Justice Alexandre de Moraes, who had been at the center of the disagreement, granted X the go-ahead, stating that the platform had met the necessary conditions for its return. The decision ends a months-long suspension that started in late August due to X’s failure to follow court rulings on hate speech moderation and its lack of a legal representative in Brazil.
The conflict began when Brazil’s courts suspended X for non-compliance with orders aimed at curbing disinformation and hate speech. X’s legal troubles deepened when it closed its Brazilian offices, failing to appoint a local representative, a requirement under Brazilian law.
Musk, who had previously denounced the orders as a form of censorship, vocally criticized the court, even going so far as to call Justice Moraes a “dictator.” However, in recent weeks, Musk softened his position, and X started blocking accounts flagged by the court, appointed a legal representative, and began paying fines, paving the way for the platform’s reinstatement.
The Brazilian government and officials were quick to celebrate the decision, viewing it as a victory for the country’s legal system.
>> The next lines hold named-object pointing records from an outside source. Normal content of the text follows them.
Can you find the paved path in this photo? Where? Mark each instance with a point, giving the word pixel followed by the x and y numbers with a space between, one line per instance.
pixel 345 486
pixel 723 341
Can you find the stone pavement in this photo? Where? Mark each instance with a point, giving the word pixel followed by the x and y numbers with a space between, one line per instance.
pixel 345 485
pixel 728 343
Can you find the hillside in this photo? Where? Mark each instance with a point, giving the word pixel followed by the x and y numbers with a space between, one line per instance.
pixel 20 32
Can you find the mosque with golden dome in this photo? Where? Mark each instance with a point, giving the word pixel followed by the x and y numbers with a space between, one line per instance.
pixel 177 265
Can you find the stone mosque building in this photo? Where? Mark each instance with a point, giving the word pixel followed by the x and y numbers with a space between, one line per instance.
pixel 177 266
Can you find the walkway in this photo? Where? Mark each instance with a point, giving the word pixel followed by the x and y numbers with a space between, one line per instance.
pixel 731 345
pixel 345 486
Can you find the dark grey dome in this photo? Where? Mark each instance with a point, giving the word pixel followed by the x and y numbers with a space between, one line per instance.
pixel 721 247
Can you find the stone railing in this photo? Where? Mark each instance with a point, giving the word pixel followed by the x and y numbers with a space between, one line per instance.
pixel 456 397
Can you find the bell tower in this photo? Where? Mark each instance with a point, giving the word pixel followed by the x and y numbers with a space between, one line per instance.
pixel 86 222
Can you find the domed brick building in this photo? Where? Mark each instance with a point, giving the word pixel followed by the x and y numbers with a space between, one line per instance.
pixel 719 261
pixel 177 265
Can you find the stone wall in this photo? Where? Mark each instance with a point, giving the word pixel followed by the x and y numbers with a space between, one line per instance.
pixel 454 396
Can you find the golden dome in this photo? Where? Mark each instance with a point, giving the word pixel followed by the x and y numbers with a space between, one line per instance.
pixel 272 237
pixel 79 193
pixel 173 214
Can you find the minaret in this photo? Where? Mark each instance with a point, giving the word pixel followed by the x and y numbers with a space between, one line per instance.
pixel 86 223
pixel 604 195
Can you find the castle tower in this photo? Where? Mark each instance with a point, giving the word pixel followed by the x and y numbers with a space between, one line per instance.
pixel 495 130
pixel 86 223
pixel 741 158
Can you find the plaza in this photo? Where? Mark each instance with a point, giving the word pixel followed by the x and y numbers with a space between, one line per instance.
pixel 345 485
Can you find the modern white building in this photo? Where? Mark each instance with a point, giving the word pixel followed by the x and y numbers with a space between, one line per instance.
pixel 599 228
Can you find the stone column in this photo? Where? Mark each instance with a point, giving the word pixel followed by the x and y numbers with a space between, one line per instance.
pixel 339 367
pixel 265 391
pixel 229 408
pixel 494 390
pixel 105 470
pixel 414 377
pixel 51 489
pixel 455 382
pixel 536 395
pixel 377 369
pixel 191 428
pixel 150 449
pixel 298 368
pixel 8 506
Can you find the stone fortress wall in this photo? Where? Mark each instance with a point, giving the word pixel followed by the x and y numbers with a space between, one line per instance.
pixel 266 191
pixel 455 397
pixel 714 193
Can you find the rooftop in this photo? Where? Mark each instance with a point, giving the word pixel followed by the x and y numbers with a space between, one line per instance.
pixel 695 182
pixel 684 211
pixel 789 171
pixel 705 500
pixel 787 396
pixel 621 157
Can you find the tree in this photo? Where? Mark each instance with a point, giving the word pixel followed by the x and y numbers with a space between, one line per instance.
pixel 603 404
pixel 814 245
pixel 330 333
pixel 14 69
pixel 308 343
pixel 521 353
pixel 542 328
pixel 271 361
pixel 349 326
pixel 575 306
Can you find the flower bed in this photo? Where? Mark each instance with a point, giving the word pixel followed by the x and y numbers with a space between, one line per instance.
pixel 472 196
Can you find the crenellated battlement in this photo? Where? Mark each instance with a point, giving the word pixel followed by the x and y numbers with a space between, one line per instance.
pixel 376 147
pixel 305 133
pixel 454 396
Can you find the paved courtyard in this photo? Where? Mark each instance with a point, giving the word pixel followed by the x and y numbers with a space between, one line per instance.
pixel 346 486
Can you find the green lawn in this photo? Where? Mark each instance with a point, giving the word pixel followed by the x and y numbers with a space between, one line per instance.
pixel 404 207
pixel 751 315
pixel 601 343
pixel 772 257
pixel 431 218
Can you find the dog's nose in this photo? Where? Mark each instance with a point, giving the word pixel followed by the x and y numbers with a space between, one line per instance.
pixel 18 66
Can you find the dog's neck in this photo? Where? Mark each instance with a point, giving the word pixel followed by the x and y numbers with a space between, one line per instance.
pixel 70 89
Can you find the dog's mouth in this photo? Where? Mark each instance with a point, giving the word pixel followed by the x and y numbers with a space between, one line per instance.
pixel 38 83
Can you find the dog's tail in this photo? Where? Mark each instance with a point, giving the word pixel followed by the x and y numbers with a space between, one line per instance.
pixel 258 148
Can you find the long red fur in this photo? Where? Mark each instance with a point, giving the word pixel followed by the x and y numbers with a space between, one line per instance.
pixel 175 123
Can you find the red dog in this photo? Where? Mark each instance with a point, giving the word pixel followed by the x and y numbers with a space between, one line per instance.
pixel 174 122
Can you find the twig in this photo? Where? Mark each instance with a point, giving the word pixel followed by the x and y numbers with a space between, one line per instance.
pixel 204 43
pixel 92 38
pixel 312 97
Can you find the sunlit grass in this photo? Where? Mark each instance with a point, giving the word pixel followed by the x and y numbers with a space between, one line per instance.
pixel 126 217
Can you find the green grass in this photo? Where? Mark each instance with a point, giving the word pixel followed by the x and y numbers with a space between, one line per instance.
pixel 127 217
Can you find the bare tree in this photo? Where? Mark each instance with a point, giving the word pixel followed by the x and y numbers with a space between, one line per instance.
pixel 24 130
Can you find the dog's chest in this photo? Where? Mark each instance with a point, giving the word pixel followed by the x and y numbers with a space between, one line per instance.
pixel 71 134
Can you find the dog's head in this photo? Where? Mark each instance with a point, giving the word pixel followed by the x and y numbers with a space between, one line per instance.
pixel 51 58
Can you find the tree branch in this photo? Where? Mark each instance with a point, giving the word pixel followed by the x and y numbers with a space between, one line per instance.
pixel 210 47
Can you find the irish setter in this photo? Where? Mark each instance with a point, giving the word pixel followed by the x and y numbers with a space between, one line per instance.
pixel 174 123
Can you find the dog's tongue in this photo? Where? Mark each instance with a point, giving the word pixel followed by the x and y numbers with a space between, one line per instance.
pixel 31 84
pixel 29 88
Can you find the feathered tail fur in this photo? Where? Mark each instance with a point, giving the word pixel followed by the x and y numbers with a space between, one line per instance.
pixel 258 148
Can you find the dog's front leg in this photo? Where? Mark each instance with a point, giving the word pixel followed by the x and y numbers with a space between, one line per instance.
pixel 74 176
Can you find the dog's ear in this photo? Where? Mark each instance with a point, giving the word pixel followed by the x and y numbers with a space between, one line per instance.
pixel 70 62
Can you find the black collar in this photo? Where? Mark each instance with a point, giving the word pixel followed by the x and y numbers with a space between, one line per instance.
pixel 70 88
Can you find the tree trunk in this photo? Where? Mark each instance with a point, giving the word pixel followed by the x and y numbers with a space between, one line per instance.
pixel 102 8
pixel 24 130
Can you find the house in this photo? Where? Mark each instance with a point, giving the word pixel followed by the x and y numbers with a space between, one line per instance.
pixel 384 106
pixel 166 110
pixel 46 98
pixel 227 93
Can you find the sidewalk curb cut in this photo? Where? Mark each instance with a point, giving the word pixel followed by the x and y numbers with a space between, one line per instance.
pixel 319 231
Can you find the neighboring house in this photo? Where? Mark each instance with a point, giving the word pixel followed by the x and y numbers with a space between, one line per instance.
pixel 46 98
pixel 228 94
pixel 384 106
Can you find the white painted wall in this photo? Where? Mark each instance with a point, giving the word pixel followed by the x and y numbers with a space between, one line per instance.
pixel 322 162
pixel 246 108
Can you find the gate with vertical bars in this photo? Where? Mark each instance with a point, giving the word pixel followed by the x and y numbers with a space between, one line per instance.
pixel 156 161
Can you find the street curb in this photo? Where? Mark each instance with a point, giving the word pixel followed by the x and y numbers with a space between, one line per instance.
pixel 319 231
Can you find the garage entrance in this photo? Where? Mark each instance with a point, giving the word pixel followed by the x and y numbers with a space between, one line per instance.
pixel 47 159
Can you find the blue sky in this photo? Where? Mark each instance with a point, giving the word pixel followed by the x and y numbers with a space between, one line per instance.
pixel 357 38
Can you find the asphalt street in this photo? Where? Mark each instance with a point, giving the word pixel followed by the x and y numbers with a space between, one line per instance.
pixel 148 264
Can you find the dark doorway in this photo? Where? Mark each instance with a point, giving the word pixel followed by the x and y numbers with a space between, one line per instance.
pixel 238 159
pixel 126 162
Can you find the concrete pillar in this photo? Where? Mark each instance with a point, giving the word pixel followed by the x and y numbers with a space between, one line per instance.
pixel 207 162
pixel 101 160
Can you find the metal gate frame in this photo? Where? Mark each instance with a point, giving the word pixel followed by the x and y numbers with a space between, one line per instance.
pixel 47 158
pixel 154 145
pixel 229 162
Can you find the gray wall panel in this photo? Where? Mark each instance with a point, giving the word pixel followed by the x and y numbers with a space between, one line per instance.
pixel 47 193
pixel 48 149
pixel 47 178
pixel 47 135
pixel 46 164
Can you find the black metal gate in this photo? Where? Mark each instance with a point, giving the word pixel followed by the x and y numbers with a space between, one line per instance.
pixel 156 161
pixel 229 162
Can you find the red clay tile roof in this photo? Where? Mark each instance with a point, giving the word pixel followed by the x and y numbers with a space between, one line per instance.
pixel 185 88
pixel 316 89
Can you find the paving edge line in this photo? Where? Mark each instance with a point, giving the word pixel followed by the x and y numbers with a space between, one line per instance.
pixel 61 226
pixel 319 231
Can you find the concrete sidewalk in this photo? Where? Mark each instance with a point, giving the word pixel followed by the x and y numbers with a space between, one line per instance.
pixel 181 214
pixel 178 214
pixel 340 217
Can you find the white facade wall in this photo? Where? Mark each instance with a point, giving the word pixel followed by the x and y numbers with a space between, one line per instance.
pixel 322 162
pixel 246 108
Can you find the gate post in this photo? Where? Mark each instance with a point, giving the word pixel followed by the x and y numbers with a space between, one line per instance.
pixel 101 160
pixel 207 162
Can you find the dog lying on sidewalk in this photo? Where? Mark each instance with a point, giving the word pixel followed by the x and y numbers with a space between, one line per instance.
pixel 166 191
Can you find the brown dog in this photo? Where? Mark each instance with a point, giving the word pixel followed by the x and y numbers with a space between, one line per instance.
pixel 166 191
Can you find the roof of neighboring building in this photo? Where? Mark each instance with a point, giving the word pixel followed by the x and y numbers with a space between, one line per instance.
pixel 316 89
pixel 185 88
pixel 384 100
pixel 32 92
Communications Minister Juscelino Filho emphasized that the ruling reinforced Brazil’s commitment to enforcing its laws, regardless of the business or individual involved.
Justice Moraes also ordered the country’s telecommunications regulator, Anatel, to work quickly to restore X’s service within 24 hours. This legal victory follows a broader global push against the spread of misinformation on social media platforms, with governments like those in Australia and the UK similarly at odds with Musk’s platform over regulatory concerns.
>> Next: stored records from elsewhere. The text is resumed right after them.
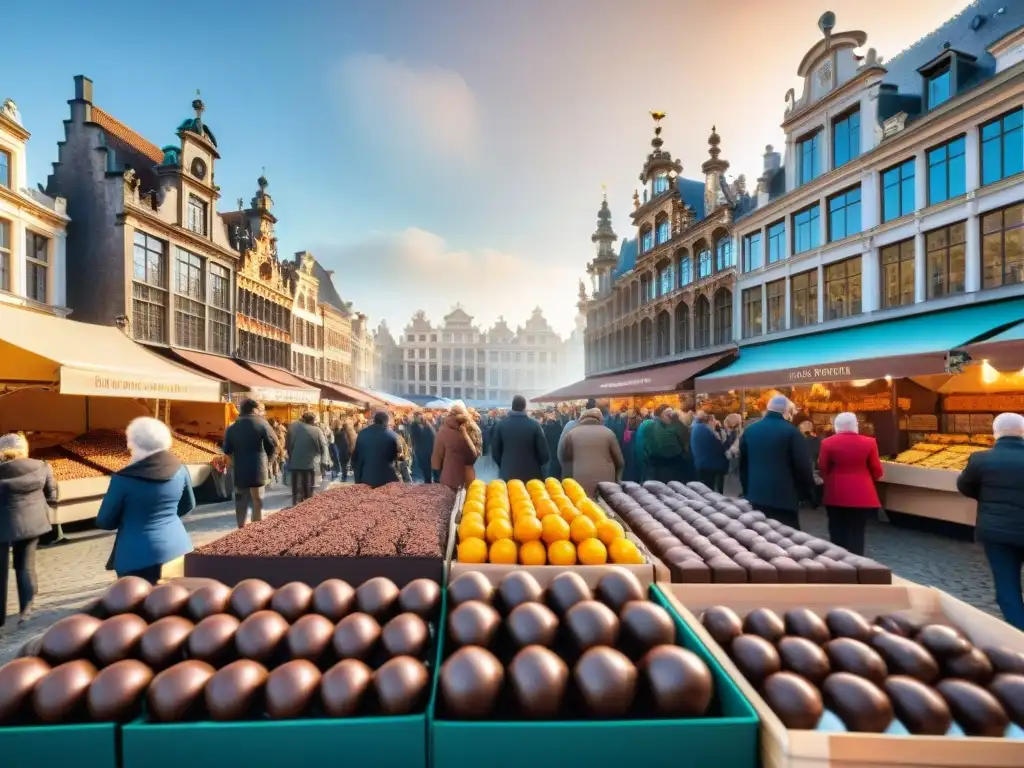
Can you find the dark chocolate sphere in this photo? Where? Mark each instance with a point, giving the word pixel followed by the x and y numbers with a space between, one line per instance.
pixel 116 693
pixel 118 638
pixel 125 595
pixel 356 636
pixel 344 686
pixel 69 638
pixel 165 600
pixel 531 624
pixel 260 634
pixel 470 586
pixel 232 691
pixel 470 681
pixel 539 680
pixel 334 599
pixel 208 600
pixel 679 681
pixel 59 695
pixel 164 641
pixel 292 600
pixel 309 637
pixel 176 692
pixel 249 596
pixel 290 688
pixel 17 678
pixel 565 590
pixel 607 681
pixel 421 596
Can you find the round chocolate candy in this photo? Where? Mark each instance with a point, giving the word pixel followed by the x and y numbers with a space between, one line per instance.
pixel 343 687
pixel 175 693
pixel 116 693
pixel 290 688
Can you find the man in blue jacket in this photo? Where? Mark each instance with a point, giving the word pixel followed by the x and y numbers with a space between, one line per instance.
pixel 774 467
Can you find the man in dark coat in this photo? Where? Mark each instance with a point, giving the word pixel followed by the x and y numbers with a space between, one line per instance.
pixel 995 479
pixel 376 454
pixel 519 449
pixel 251 444
pixel 422 436
pixel 774 468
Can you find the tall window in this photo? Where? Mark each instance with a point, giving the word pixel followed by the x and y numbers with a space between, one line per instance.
pixel 1003 146
pixel 220 309
pixel 807 228
pixel 775 293
pixel 752 312
pixel 808 165
pixel 804 297
pixel 197 215
pixel 776 242
pixel 844 214
pixel 753 257
pixel 704 263
pixel 150 289
pixel 897 274
pixel 944 259
pixel 1003 247
pixel 843 289
pixel 846 138
pixel 723 254
pixel 946 172
pixel 897 192
pixel 37 258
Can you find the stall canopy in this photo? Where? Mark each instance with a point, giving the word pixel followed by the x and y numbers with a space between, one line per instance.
pixel 89 359
pixel 902 347
pixel 640 381
pixel 259 387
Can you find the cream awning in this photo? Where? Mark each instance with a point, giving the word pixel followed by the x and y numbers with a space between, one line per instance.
pixel 89 359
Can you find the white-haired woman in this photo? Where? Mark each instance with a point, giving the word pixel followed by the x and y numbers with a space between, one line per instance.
pixel 27 492
pixel 850 467
pixel 145 502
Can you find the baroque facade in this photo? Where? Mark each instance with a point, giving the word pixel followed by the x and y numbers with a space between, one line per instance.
pixel 33 227
pixel 901 188
pixel 668 294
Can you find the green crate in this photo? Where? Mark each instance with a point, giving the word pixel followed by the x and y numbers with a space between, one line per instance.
pixel 726 741
pixel 84 745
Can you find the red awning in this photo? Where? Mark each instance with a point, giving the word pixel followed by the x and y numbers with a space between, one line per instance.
pixel 639 381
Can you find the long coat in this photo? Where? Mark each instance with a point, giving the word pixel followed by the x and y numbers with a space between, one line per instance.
pixel 850 467
pixel 251 443
pixel 995 479
pixel 27 492
pixel 375 455
pixel 590 455
pixel 774 467
pixel 144 504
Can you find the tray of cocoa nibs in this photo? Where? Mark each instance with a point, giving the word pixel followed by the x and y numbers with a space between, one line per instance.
pixel 352 532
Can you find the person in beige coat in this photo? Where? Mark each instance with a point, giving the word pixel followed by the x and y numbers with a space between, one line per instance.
pixel 590 453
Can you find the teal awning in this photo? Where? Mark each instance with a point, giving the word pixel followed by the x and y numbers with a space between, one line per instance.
pixel 905 346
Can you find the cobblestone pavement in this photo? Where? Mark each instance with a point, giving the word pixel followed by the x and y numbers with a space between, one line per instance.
pixel 73 574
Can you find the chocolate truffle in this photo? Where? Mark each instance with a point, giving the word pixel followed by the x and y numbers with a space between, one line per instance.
pixel 333 599
pixel 343 687
pixel 176 692
pixel 607 681
pixel 539 679
pixel 470 682
pixel 291 687
pixel 116 692
pixel 231 692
X’s suspension had significant repercussions, particularly in Brazil, where it is one of the platform’s largest markets, with 21.5 million users. During the suspension, many Brazilian users turned to alternative platforms such as Bluesky and Threads, created by Meta.
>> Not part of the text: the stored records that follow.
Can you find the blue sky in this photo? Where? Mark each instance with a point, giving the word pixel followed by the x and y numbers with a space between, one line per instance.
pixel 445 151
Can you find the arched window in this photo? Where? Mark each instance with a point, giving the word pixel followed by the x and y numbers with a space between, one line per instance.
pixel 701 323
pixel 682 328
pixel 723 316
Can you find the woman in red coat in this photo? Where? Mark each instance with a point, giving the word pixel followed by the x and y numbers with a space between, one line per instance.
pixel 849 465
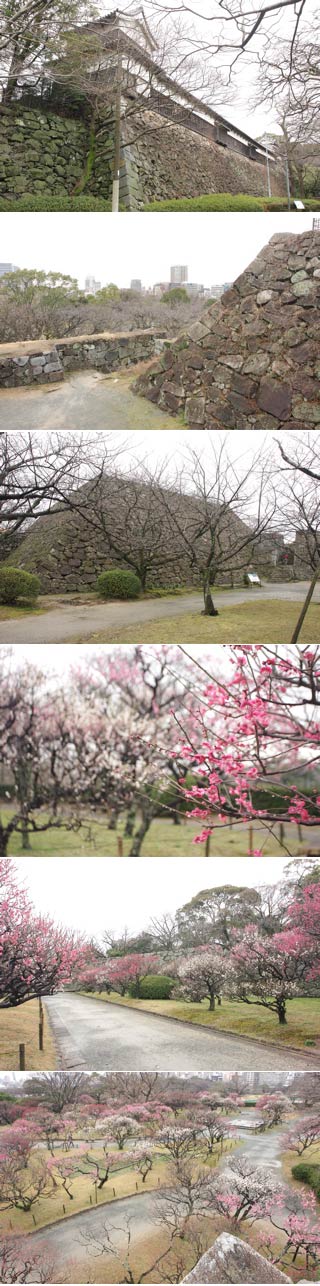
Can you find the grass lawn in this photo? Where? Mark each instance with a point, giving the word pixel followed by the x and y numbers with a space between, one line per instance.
pixel 302 1019
pixel 144 1250
pixel 264 621
pixel 58 1204
pixel 21 1026
pixel 162 840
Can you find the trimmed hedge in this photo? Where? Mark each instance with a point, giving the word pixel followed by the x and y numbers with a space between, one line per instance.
pixel 224 201
pixel 307 1173
pixel 49 202
pixel 154 987
pixel 118 584
pixel 16 584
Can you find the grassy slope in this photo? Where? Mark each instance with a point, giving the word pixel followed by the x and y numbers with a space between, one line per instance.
pixel 162 840
pixel 21 1026
pixel 303 1017
pixel 49 1209
pixel 247 623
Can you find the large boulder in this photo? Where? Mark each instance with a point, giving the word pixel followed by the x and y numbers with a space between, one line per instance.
pixel 233 1260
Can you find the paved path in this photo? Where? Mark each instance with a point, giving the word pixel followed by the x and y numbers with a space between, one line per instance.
pixel 93 1034
pixel 86 400
pixel 67 1240
pixel 64 1241
pixel 66 621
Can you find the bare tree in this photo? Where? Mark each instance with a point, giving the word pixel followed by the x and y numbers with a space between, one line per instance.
pixel 289 82
pixel 57 1089
pixel 301 508
pixel 44 471
pixel 234 506
pixel 165 931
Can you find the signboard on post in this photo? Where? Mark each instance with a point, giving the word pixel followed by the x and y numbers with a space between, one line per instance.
pixel 251 578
The loss of market share and the legal challenges posed a major obstacle to X’s operations in the region. The situation also impacted other Musk-controlled ventures, including Starlink, whose operations were briefly frozen by the courts to cover fines linked to X’s non-compliance.
This legal resolution comes as part of a larger narrative about the global tension between social media companies and governments trying to regulate online content. Musk’s vision of free speech, while championed by some, has faced increasing resistance from governments concerned about the spread of disinformation and the potential harm it can cause to democracies.
Brazil’s court decision, however, underscores the importance of adhering to local laws, even for multinational companies, and offers a possible model for how tech platforms can operate within regulatory frameworks without sacrificing their principles.